Some pay more for flood insurance due to city glitch

Because of confusion among city and county officials, some Vero Beach homeowners are paying more than they should be for flood insurance.

An unspecified number of flood insurance holders in the city – mainly on the barrier island and along the lagoon in special flood hazard areas – received only a 10 percent discount in the most recent billing cycle, instead of the typical 15 percent, from the Federal Emergency Management Agency. The city has 1,348 structures in the special flood hazard areas, officials said.

The reduced discount from October 2019 to May 2020 was the result of the city’s lack of participation in an annual hurricane preparedness exercise usually hosted by Indian River County that FEMA counts as points toward a higher discount.

City and county officials chalk up the missed session to miscommunication after the Florida Division of Emergency Management – which is very involved in the FEMA program – mandated only county emergency management staff participate in an internal hurricane exercise in 2018 to test software governments use to communicate during a storm event, county officials said.

Vero Beach Police Chief David Currey, who heads up hurricane preparedness for the city, said he attempted to participate in the 2018 exercise, but was informed by the county the activity was only for county staff, per state direction. Currey and county officials were unaware the city could have held its own hurricane preparedness exercise to receive credit.

“It was a learning experience and moving forward we have a better understanding now,” said Roland M. DeBlois, the county’s planning director who coordinates the annual hurricane exercise – which is a simulation of how a jurisdiction responds to a mock storm.

The Florida Division of Emergency Management could not be reached for comment.

The city did participate in a joint exercise with the county in 2019 and flood insurance holders in special flood hazard areas will see the 15 percent discount reinstated in May, city officials said.

FEMA created the Community Rating System program to recognize community efforts to reduce flood risk and to reward cities, counties, residents and businesses by saving them money on flood insurance premiums. Activities communities across the country can perform to receive a discount include removing debris from water channels, keeping flood and property data on computer records and ensuring open public or private floodplain parcels will be kept free from development.

Cities and counties are rated on a scale of one to 10 – one being the best – depending on what activities they carry out each year. The maximum discount a community can receive is 45 percent for insurance holders in a special flood hazard area and 10 percent in non-flood prone areas. The county historically has been scored as a class 6, while the city is usually a class 7.

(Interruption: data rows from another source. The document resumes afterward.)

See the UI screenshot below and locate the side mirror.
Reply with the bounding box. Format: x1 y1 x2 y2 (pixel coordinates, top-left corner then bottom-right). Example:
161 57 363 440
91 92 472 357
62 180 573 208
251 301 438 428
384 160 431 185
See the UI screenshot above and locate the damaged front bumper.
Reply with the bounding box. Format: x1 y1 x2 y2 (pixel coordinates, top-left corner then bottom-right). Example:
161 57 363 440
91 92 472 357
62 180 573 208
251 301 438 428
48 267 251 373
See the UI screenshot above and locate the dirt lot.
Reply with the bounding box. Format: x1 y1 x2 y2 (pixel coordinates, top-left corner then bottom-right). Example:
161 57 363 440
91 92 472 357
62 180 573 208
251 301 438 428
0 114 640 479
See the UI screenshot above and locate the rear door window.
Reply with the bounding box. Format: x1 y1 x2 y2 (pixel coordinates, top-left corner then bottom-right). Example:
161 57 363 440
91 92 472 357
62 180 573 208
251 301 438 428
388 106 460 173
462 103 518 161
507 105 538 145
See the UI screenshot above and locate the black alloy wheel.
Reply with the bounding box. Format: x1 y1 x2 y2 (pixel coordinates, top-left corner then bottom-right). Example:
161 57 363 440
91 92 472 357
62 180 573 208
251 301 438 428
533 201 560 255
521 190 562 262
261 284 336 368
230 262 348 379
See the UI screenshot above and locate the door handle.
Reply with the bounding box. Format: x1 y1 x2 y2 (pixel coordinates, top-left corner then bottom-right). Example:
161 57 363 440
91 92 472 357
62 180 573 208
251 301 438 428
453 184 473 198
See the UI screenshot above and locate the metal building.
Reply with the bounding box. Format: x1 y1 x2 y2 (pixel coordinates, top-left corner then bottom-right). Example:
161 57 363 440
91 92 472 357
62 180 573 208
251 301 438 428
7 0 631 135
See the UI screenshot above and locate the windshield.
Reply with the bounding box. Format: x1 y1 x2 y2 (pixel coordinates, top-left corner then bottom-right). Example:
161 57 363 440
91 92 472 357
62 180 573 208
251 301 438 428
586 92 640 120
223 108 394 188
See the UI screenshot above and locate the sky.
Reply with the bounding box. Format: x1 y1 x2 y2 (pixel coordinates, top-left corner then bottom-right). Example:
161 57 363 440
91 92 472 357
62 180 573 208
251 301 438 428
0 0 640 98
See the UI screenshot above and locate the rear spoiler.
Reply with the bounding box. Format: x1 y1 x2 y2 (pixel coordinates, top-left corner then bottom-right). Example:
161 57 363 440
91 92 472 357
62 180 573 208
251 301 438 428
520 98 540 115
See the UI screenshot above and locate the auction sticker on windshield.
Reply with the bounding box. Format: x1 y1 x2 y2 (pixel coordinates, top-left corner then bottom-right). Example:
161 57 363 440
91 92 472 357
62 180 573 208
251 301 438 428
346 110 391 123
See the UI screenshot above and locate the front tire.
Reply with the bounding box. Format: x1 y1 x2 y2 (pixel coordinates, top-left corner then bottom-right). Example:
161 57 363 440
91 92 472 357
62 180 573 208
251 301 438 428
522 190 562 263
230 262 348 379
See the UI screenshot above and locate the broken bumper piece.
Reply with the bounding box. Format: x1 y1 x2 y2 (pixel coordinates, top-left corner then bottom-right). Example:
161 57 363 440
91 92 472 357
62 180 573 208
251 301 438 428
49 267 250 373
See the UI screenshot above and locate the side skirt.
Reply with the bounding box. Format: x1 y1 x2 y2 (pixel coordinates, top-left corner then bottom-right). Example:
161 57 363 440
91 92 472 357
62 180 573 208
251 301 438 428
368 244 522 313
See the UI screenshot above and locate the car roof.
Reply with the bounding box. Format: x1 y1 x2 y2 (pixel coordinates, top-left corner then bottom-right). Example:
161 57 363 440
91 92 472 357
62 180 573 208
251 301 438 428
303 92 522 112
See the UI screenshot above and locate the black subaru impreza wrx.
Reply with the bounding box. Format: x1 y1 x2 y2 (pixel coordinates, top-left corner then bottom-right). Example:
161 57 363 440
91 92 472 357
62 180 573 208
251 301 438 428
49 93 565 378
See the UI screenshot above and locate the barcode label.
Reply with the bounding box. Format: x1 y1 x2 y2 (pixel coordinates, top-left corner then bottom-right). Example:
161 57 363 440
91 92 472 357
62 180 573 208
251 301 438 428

City officials believe the cards are stacked against the municipality and Florida in general, because extra activities other communities can perform to receive a higher discount don’t apply to the area. Jurisdictions with dams and levees to inspect can snag a higher discount if they prepare plans for if the infrastructure fails – a discount the city is ineligible for because of the lack of such structures, Jason Jeffries, the city’s planning and development director said.

Roughly 13,000 property owners in the county and 3,800 in city have flood insurance, according to FEMA data provided to Vero Beach 32963 by the county. The data does not differentiate between special flood hazard areas and zones outside of them.